Durante algunas semanas, Juan se debatió penosamente entre la atracción y la repulsión, pero nunca más volvió a trepar a la ventana de Europa. La muchacha, por su parte, estaba visiblemente avergonzada de sí misma. Desde entonces evitó a su amigo, y cuando lo encontraba en público interpretaba el papel de un adulto remoto, aunque cortés. Pronto comprendió que Juan no era el mismo, que su pasión se había enfriado para dar lugar a una actitud protectora, amable y desconcertante. Cuando Juan me contó sus relaciones con Europa, dijo, si no recuerdo mal, algo parecido a esto:

—Aquella noche me sentí trastornado por primera vez. Perdí mi habitual seguridad. De pronto me vi arrastrado en una y otra dirección por corrientes que no podía vadear, ni comprender. Había hecho trigo que en el fondo me parecía inevitable. Pero que de algún modo encerraba un error. Una y otra vez, durante la semana siguiente, me propuse hacerle el amor a Europa, pero no podía. Antes de encontrarme con ella recordaba aquella noche, y su vital respuesta y su belleza; pero cuando la veía, bueno, me sentía como Titania cuando despertó y vio que Botton era un asno. La querida Europa me parecía una hermosa burrita. De raza, sí, pero ridícula y lamentable, pues carecía de alma. No sentía ningún resentimiento, sino afecto y deseo de protección. En una ocasión, por el solo placer de experimentar, me mostré cariñoso, y ella, pobrecita, se alegró como un perrito. Pero no podía ser. Algo feroz despertó en mí y me detuvo, llenándome del alarmante deseo de clavarle el cuchillo en los pechos y aplastarle la cara. Luego comencé a ver todo el asunto cómo desde una gran altura, y sentí una especie de pasión, una mezcla de afecto y desprecio, en la que había también algo de reproche.

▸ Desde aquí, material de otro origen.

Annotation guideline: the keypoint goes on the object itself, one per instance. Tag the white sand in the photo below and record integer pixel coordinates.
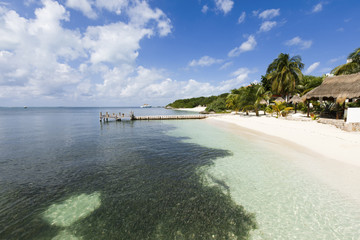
(323, 139)
(195, 109)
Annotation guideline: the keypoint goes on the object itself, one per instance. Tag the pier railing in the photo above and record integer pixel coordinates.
(131, 116)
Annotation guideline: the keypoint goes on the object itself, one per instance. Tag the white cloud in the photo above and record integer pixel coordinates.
(40, 58)
(267, 26)
(204, 9)
(246, 46)
(142, 14)
(108, 44)
(312, 67)
(224, 5)
(116, 6)
(297, 41)
(317, 8)
(205, 61)
(242, 18)
(226, 65)
(82, 5)
(333, 60)
(239, 77)
(269, 14)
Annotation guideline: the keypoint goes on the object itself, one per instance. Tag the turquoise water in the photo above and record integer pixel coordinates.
(288, 190)
(65, 175)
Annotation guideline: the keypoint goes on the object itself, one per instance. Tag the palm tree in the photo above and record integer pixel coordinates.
(284, 72)
(308, 83)
(280, 108)
(352, 66)
(261, 94)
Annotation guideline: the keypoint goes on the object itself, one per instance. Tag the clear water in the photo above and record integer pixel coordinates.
(64, 175)
(294, 195)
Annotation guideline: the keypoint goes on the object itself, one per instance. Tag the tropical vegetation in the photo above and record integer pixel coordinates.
(283, 78)
(352, 65)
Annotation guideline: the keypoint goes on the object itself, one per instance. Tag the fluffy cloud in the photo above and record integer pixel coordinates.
(41, 58)
(312, 67)
(116, 6)
(269, 14)
(238, 78)
(267, 26)
(242, 18)
(317, 8)
(141, 15)
(82, 5)
(246, 46)
(297, 41)
(226, 65)
(224, 5)
(108, 44)
(204, 9)
(204, 61)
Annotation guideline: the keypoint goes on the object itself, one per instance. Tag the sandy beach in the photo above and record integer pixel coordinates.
(325, 140)
(195, 109)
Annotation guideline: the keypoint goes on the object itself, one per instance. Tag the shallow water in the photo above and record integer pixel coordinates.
(288, 189)
(64, 175)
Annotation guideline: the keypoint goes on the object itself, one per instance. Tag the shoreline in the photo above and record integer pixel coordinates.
(195, 109)
(324, 140)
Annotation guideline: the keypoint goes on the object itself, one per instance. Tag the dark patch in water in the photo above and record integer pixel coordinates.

En este punto, lo recuerdo, se hizo un gran silencio. Por fin Juan me contó algo que es mejor no repetir. En realidad escribí una cuidadosa narración de este turbador incidente, y confieso que en ese momento estaba yo tan profundamente absorto por el encanto de su personalidad que no pude condenar su conducta. Reconocí, por supuesto, que se oponía flagrantemente a todas las convenciones. Pero sentía ya un afecto tan profundo por las dos personas implicadas, que de buena gana vi la situación como Juan quería que la viese. Años después, cuando mostré inocentemente mi manuscrito a otras personas, me hicieron notar que su publicación indignaría a muchos lectores sensibles, e incurriría lisa y llanamente en pornografía.

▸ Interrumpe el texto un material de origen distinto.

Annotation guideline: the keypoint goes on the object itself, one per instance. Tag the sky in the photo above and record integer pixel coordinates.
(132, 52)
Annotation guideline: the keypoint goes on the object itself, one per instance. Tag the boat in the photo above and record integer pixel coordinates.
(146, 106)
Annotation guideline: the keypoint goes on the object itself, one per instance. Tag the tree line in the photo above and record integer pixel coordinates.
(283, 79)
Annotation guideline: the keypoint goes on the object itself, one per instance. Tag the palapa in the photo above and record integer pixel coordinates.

Soy un miembro respetable de la clase media inglesa, y deseo seguir siéndolo; sólo diré entonces que los motivos confesados por Juan fueron dos. En primer término, necesitaba tranquilidad después de aquel desastroso incidente, y, por lo tanto, buscó un contacto delicado e íntimo con un ser cuya sensibilidad y discernimiento no eran totalmente distintos de los suyos, un ser a quien amaba, y que lo amaba de un modo profundo, dispuesto a cualquier extremo por su bien. En segundo término, necesitaba afirmar su independencia moral del Homo Sapiens, liberarse de toda aquiescencia inconsciente a las convenciones de la especie que lo había cobijado. Debía, por lo tanto, romper el más preciado tabú de esa especie.